A Lockheed Martin spokesperson told ABC News they "do not agree" with the allegations in the suit.
"The loss of the pilot and aircraft in November 2010 was a tragic event and we sympathize with the family for their loss. We are aware that a complaint that makes a variety of claims associated with the accident has been filed... We do not agree with those allegations and we will respond to them through the appropriate legal process," the spokesperson said.
F-22 Raptor Cuts Off Pilot's Oxygen Before Crash
Capt. Jeff Haney was killed in November 2010 when, after completing a training mission over the Alaskan wilderness, a malfunction in his $143 million plane caused his oxygen system to shut off completely, causing him to experience "a sense similar to suffocation," according to the Air Force's investigative report into the incident. Haney's plane entered a sharp dive and, seconds later, crashed, spreading debris more than a quarter mile.
After more than a year-long investigation into the crash, the Air Force concluded that he was at fault for crashing the plane.
"The [investigation] board president found, by clear and convincing evidence, the cause of the mishap was the [pilot's] failure to recognize and initiate a timely dive recovery due to channelized attention, breakdown of visual scan, and unrecognized spatial disorientation," the December 2011 report said, essentially saying Haney was too distracted by the lack of oxygen to fly the plane properly. The report also noted other contributing factors in the crash but said it was still a mystery as to what caused the original malfunction.
When testifying before Congress last week, however, Air Force chief of staff Gen. Norton Schwartz denied the Air Force had blamed Haney. "We did not assign blame to the pilot," Schwartz said. "… This was a complex contingency that he did his best to manage and, in the end, we lost aircraft control."
In addition to Haney's crash, the Air Force has also been investigating the source of a mysterious, recurring problem in which pilots in the F-22 cockpit have reported experiencing "hypoxia-like symptoms" in mid-air. Last year the full fleet of the planes were grounded for five months while the Air Force tried to find out what was wrong, but they were unable to identify any single problem and have allowed the planes back in the air.

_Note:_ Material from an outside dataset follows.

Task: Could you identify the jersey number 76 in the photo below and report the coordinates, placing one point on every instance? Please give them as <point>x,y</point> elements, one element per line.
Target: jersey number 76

Still, the problem persists. In the six months since the planes have returned to the sky, there have been at least nine more instances of pilots reporting the hypoxia-like symptoms, according to the Air Force. Hypoxia occurs when the brain is deprived of oxygen and can cause dizziness, confusion and lack of judgment.
An Air Force spokesperson told ABC News the service was aware of the suit but declined to comment at this time.